Miss Manners assures you that no excuse is necessary when declining a social invitation -- only thanks and apologies: "I'm so very sorry we can't be there -- you are kind to invite us." One of the joys of marriage is the ability to say, "Oh, I don't know, I just don't feel like going out tonight. OK?"
DEAR MISS MANNERS: Unable to avoid an invitation to a potluck dinner, and, having been asked to bring a side dish, I made up a big batch of clam dip and brought chips to go with it. It was very well-received, though someone who had tried it and liked it asked what it was, and, on being informed it was clam dip, shouted across the room at me "Hey, thanks for warning me!"
As I had only the most casual acquaintance with him, I had no idea he was allergic to shellfish.
I understand that some people have food allergies, and that some of these are very serious, but on the other hand, whose responsibility is it to "warn" them? Should we now put labels on homemade dishes, indicating that they contain gluten, white sugar, shellfish, nuts, strawberries, chocolate, eggs or any of the other amazing panoply of allergy-provoking food elements that are out there? Or should the allergic person provide this information up front, or ask before tasting things? I'm rather at a loss.

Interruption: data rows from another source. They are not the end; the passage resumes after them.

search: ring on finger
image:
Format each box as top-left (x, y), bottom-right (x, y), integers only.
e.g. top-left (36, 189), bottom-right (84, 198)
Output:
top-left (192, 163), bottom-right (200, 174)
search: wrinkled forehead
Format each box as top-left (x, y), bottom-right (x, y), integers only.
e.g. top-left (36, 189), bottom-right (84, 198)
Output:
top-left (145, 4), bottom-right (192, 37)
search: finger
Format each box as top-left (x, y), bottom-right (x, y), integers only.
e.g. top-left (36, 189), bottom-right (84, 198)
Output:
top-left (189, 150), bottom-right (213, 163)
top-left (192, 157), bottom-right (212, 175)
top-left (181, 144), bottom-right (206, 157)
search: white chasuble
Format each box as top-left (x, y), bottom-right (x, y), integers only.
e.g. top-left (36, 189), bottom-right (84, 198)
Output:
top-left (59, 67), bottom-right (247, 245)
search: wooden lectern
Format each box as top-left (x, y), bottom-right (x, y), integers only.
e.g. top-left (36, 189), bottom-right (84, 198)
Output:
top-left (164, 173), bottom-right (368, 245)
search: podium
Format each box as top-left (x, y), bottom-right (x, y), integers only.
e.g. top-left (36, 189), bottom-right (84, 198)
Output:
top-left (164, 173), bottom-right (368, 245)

GENTLE READER: No wonder. What a social life you have: Going to a party that Miss Manners gathers you would rather have avoided, being instructed to help cater the meal and then being bawled out for your trouble.
Miss Manners acknowledges that it is a basic rule of hospitality to avoid poisoning guests, whether or not they are unpleasant. This one certainly was, in blaming you for precautionary measures that his allergy requires him to make. However, he wasn't even your guest, so you had no way of querying him prior to deciding on your contribution. She pronounces you as innocent as he is rude.